Cultura & Spettacolo

Carmen Di Marzo: “Dopo Mare Fuori, un mare di idee dentro”

di Nicola Santini -


Si è distinta nella quarta stagione di “Mare Fuori”, confermando il suo talento poliedrico, Carmen Di Marzo. La sua presenza ha arricchito la serie, catturando l’attenzione del pubblico con la sua interpretazione avvincente. Con un curriculum che include successi come “Viva l’Italia” e “Confusi e felici” di Massimiliano Bruno, Carmen Di Marzo ha dimostrato abilità straordinarie nell’interpretare ruoli complessi. Il suo ingresso nella serie televisiva è stato accolto con entusiasmo, confermando il suo status di promessa dell’intrattenimento italiano e la sua capacità di lasciare un’impronta indelebile nei cuori degli spettatori.

Carmen, Mare Fuori è finito da pochi giorni ed è stato spesso descritto come il vero fenomeno televisivo. Cosa ti resta di questa importante esperienza?
È un personaggio che potrebbe ancora riservare sorprese… Intanto è stata un’esperienza indimenticabile. Porto con me l’entusiasmo e l’emozione per aver lavorato su un grande set dove professionalità, armonia, velocità, passione e garbo si compenetrano.
Rispetto ai precedenti lavori, che tassello della tua carriera rappresenta e in cosa credi ti abbia cambiata?

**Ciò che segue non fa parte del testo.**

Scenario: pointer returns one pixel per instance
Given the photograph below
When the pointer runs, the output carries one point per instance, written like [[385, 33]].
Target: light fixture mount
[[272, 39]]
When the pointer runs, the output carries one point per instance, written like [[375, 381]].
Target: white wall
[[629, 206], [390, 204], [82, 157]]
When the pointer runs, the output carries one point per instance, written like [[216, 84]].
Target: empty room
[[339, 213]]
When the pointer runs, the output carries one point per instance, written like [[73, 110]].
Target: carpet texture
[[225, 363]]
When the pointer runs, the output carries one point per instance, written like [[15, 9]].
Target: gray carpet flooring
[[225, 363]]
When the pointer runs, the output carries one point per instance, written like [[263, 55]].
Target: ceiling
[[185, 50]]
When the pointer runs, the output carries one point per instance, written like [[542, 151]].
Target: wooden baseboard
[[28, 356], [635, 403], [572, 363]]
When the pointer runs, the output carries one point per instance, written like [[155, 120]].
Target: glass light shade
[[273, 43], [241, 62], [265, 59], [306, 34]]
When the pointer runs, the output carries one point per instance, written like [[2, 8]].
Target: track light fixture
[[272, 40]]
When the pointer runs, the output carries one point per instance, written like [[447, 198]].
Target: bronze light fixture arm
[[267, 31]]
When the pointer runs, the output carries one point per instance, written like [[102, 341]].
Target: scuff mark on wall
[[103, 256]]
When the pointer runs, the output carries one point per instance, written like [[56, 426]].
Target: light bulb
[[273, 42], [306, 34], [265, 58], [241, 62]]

Un tassello prezioso che rende il mio percorso ancora più ricco e luminoso.
Generalmente, quando accetti a scatola chiusa un progetto? Qual è la molla istintiva che ti seduce?
Non accetto mai a scatola chiusa qualcosa, nel senso che amo approfondire e in alcuni casi scelgo di costruire sia i progetti che le relazioni che ne derivano. Accetto tendenzialmente cose che possono corrispondermi, che stimolano molto la mia innata vena nell’osare o che ispirano le mie curiosità.

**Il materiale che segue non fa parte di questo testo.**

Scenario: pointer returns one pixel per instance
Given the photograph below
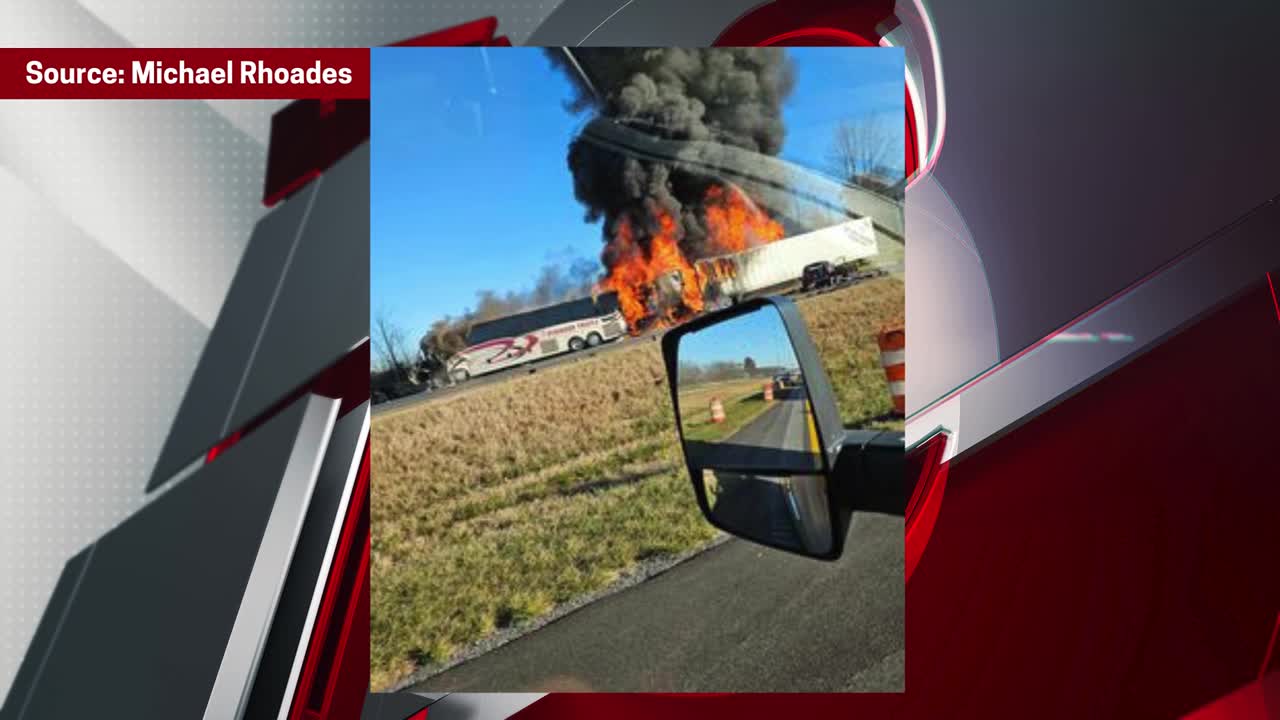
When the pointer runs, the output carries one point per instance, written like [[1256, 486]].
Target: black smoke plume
[[731, 96]]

Un lavoro, il tuo, che è fatto anche di rinunce o di selezione, tante volte. Cosa, invece, ti spinge a rifiutare una proposta di lavoro?

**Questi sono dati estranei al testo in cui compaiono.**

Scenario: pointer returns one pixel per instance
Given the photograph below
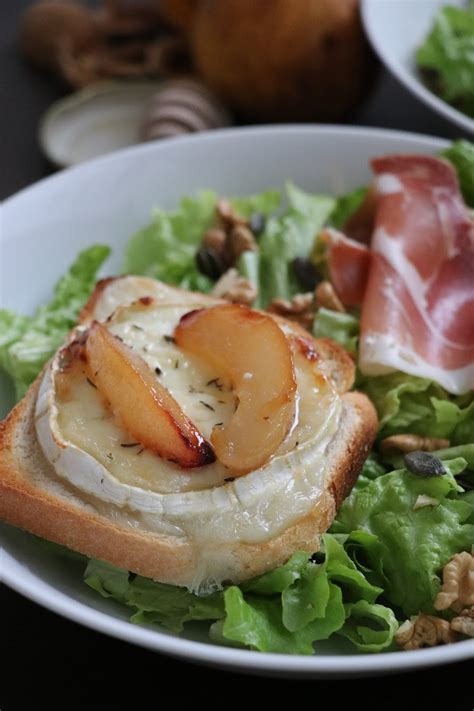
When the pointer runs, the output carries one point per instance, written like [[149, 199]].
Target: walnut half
[[299, 309], [235, 288], [424, 631], [464, 623], [457, 591]]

Prendo le distanze dalle cose che non mi parlano o che mi allontanano da quella qualità che ritengo necessaria e doverosa. Quelle sono cose di cui posso fare a meno.
A maggio sarai al Teatro Tor Bella Monaca con lo spettacolo da te scritto e diretto dal titolo “Eclissi”. Cosa puoi dirci come anticipazione?
È una bella sfida e ringrazio la protagonista dello spettacolo Francesca La Scala per aver creduto in questo mio progetto. Con lei in scena Rosario Petix e Angelica Accarino e le musiche sono del Maestro Alessandro Panatteri. Mi sono avvicinata alla scrittura e alla regia in modo molto naturale. È stato un prolungamento appassionato di ciò che faccio da tantissimi anni. Ho scritto questo testo ispirandomi a fatti di cronaca, anche se poi la storia prende una strada totalmente autonoma. Affronto il tema “genitori-figli” ponendo l’attenzione su quanto i sentimenti possano legittimare azioni e comportamenti anche inconcepibili. L’amore può diventare immorale? E’ un quesito che innanzitutto da spettatrice e poi da artista mi sono posta e credo che possa spingere il pubblico a molte riflessioni.
Sei sempre molto eclettica nel tuo lavoro. Ci sono già nuovi progetti all’orizzonte di cui vuoi parlarci?
Nuovi progetti teatrali e televisivi di cui non posso ancora parlare. Ma questo è un momento bello. Mi godo intanto questo periodo intenso e questo prezioso momento di libertà creativa.